The play is partly about Wiltz’s coming of age, and the obstacles she overcame growing up in Atlanta as the lonely and subjugated daughter of a controlling single mother, a former pharmacist-turned-fundamentalist street preacher. It’s also about Wiltz’s coming to terms with some of the “life choices” she made as a result of her past.

As she explains, “That’s probably been my biggest challenge in this whole experience (of writing and performing the play), just facing my own actions and choices in life.”

But that’s also been one of the rewards. “What I’ve learned from looking back at certain moments in my life is what a gift it is to have survived,” she says.

“Shaking the Wind” evolved over several years following the death of Wiltz’s mother in 2014. “She had already essentially left me long before she actually passed away,” she acknowledges, “and I couldn’t have even thought about addressing or delving into any of this before that.”

Theater Emory presented a staged reading of the play the following year, and Wiltz eventually enlisted artistic input from two of her frequent Horizon collaborators. She and S. Renee Clark, one of the theater scene’s busiest musical directors, co-wrote a few songs to help embellish the story or enhance the mood. And Thomas W. Jones II, who has cast Wiltz in a number of other shows, provided a directorial perspective to the script.

Over the course of Wiltz’s alternately funny and poignant extended monologue, she doesn’t only portray herself, but various members of her “idiosyncratic” family, as well — 10 characters in all.

“The show really captures and demonstrates Minka’s strength and versatility as a performer,” notes Jones. “Besides her powerful singing voice, she has a wide vocabulary and a broad palate as an actress. There’s nothing you can throw at her that she can’t accomplish.”

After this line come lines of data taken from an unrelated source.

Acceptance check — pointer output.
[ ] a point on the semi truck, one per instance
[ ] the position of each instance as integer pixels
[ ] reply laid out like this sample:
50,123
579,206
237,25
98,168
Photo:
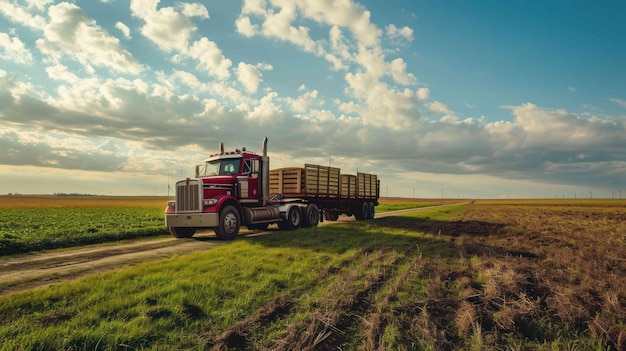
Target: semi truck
237,188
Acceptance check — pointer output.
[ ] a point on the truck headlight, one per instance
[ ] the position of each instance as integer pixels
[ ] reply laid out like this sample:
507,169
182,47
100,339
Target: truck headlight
209,202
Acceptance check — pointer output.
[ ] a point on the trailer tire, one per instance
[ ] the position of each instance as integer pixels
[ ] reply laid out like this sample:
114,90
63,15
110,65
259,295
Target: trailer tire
363,212
293,220
230,221
311,216
182,232
331,216
372,210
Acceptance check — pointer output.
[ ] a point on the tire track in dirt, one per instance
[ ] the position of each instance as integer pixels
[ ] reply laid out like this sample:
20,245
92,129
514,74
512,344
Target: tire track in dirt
35,270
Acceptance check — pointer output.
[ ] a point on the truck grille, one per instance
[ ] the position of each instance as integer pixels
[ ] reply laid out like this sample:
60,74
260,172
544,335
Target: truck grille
189,196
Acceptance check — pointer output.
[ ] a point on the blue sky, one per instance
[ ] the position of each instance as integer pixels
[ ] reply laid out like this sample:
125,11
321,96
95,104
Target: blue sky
480,99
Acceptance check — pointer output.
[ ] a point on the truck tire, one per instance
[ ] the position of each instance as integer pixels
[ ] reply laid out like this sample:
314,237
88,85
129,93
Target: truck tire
182,232
230,221
372,210
362,212
331,216
293,221
311,216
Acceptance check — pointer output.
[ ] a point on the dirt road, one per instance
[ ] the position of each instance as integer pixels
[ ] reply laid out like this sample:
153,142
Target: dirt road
29,271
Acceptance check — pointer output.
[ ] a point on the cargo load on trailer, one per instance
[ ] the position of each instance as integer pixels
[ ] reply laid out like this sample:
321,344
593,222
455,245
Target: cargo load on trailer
237,188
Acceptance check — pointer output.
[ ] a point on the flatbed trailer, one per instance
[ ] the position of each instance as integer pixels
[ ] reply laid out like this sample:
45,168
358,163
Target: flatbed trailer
332,192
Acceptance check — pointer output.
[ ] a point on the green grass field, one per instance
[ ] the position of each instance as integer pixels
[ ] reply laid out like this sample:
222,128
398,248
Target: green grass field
491,275
47,222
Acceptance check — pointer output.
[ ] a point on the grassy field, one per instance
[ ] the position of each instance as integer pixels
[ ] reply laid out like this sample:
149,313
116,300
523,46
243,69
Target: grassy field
491,275
32,223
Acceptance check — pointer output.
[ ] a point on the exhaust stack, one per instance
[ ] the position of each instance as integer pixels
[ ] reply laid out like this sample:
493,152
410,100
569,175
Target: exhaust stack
264,148
264,183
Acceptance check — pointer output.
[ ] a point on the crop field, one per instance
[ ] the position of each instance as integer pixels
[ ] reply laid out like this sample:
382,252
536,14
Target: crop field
486,275
32,223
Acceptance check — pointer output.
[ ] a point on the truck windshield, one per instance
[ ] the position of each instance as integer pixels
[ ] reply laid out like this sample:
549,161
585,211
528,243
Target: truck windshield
220,167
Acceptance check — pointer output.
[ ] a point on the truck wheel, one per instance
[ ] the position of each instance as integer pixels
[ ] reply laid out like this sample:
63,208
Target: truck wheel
311,216
182,232
294,218
363,212
372,210
331,216
229,223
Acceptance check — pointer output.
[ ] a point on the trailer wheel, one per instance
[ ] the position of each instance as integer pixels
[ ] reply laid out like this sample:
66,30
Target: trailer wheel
331,216
229,223
182,232
311,216
372,210
363,212
293,221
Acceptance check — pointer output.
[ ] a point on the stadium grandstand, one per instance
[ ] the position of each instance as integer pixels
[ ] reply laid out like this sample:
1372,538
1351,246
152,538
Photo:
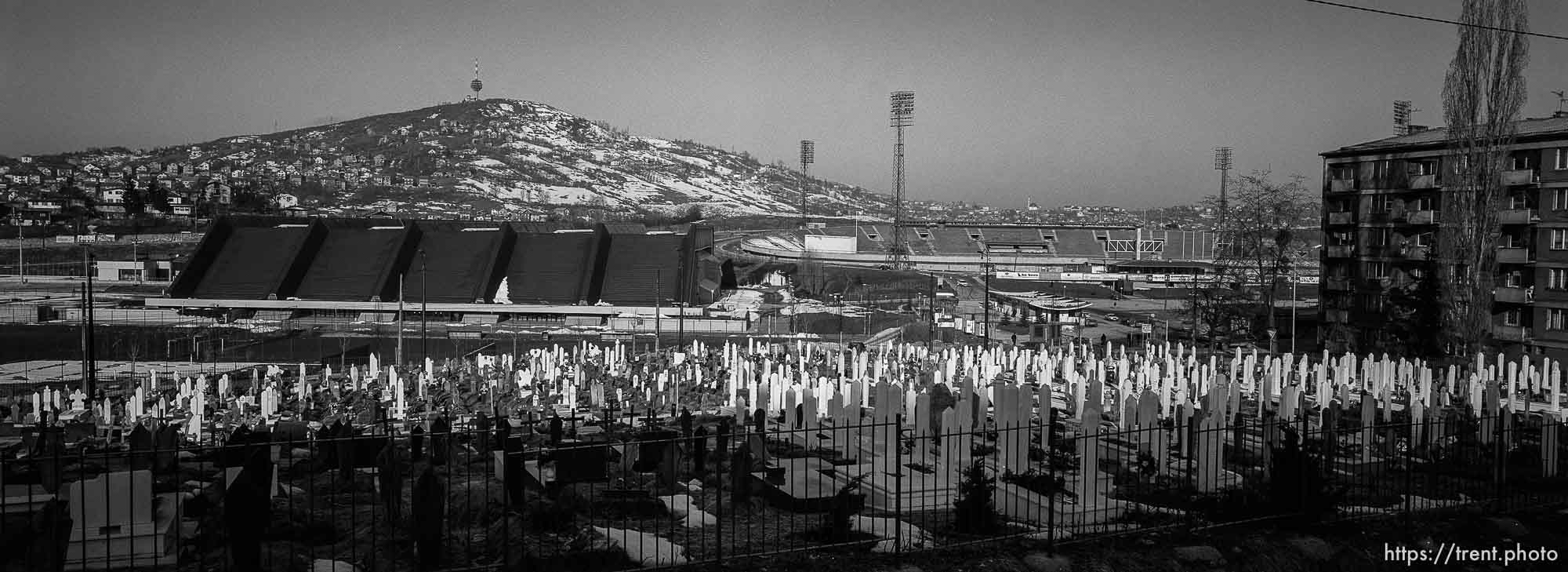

Although Wiltz describes the play as “very specific to my own life,” she also says, “It’s universal, too, because everyone has a family and has had to deal with their own issues about that. In the end, the story’s all about healing and moving on, something we all have to do, sooner or later.”

THEATER PREVIEW

“Shaking the Wind”

Through Nov. 17. 8 p.m. Fridays-Saturdays; 5 p.m. Sunday (Nov. 4 only); 6 p.m. Sunday (Nov. 11 only). $25.75-$34.66. Locations vary with each performance. 404-462-8836, outofhandtheater.com.